All mail sent by you as account B will appear as sent 'to:me' in your Sent Mail box. When you choose to use the SMTP server for the other adress and do not check the 'Treat as alias' box, a bug in gmail occurs. You should not use "Treat as alias" if the other address represents another person (such as your boss) or a mailing list. You should use "Treat as alias" if the other address represents your own personal identity. "Reply from the same address the message was sent to"). It will also not affect specific searches for the other address, or your default reply address (e.g. "Treat as alias" does not affect whether your other address shows in the headers that feature is controlled by your choice to use an SMTP server for the other address. So if you send a message to address B, then Gmail will put it in the inbox if B is treated as an alias, but will not put it in the inbox if B is not treated as an alias. For example, if you send a message to "me," Gmail will put the message into your inbox.
![add alias to gmail account settings add alias to gmail account settings](https://support.cloudhq.net/wp-content/uploads/2016/12/Presentation1-2.png)

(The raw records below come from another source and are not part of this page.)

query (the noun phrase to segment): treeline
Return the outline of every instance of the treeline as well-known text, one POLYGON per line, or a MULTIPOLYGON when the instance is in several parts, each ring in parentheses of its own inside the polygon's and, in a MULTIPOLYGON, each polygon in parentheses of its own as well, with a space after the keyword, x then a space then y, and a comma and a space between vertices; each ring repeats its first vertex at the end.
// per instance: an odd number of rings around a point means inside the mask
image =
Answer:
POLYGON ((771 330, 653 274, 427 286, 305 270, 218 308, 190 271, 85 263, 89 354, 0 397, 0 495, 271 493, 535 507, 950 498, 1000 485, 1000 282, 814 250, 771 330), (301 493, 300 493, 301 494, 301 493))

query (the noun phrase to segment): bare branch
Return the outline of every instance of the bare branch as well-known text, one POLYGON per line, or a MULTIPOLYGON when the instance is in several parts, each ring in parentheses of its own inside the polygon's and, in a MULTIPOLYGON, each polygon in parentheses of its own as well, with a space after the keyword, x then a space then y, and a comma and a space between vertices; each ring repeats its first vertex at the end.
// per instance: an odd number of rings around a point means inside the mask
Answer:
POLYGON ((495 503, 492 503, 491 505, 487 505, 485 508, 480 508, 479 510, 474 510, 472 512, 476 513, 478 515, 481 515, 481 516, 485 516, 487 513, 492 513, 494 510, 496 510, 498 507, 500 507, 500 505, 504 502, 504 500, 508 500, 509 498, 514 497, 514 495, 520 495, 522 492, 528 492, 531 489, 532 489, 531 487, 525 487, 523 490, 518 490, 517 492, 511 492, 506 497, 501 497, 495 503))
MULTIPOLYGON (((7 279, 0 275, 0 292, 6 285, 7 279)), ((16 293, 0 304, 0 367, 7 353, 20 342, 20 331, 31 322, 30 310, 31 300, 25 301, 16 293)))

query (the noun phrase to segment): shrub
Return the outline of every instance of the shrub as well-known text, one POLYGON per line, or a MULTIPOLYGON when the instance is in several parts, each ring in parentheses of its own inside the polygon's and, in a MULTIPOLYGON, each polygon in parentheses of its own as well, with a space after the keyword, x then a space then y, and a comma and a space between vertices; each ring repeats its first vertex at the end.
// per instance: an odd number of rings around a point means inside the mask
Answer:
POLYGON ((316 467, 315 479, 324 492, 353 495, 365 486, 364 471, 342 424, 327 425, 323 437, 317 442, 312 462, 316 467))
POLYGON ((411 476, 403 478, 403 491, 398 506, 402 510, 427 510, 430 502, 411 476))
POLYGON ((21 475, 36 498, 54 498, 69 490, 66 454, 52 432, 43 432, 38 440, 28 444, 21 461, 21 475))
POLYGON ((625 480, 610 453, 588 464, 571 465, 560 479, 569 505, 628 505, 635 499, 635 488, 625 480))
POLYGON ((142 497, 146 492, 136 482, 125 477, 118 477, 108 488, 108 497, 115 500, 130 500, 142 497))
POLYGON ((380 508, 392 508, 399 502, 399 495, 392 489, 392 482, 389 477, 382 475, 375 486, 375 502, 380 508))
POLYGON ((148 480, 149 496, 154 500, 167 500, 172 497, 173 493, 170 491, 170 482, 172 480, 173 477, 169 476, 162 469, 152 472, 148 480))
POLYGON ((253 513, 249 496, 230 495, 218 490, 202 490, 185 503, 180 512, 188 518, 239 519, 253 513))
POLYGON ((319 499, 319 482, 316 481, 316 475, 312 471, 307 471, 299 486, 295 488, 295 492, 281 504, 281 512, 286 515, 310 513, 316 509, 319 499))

Before this feature was added, all "send mail as" addresses were treated as aliases, or in other words, treated as "me." If you untick "Treat as alias," then it won't.
![add alias to gmail account settings add alias to gmail account settings](https://e26mhwspmro.exactdn.com/wp-content/uploads/2016/10/sendmailsmtp.jpg)
If you choose "Treat as alias," Gmail will treat the other address as "me" in addition to your main Gmail address. Gmail has a notion of "me" as a sender and recipient, which is why searching your mail "from:me" works. When I get an email sent to account B, and I press reply, the "from address" is automatically populated with account B.
#Add alias to gmail account settings full
When sending a message from account B via A, does any reference to account A exist in the email headers or full text?.Can I still use from:B in order to filter outgoing messages from B?.How does the setting affect (or not affect) any of the following? Before this feature existed, were accounts treated the same as today's accounts with the "aliases" feature checked or not checked?įor the following examples, assume account A is my normal Gmail account, and account B is another Gmail account I'm using via account A.What other side effects does this feature have?.
![add alias to gmail account settings add alias to gmail account settings](https://blog.mailtag.io/wp-content/uploads/2020/05/Merge-Gmail.jpg)
The only documentation I found about the feature is this page, but after reading it, I'm still confused as to what the feature does. When you set up a new account on Gmail to be able to send messages from that account, one of the options to choose from is Treat as an alias.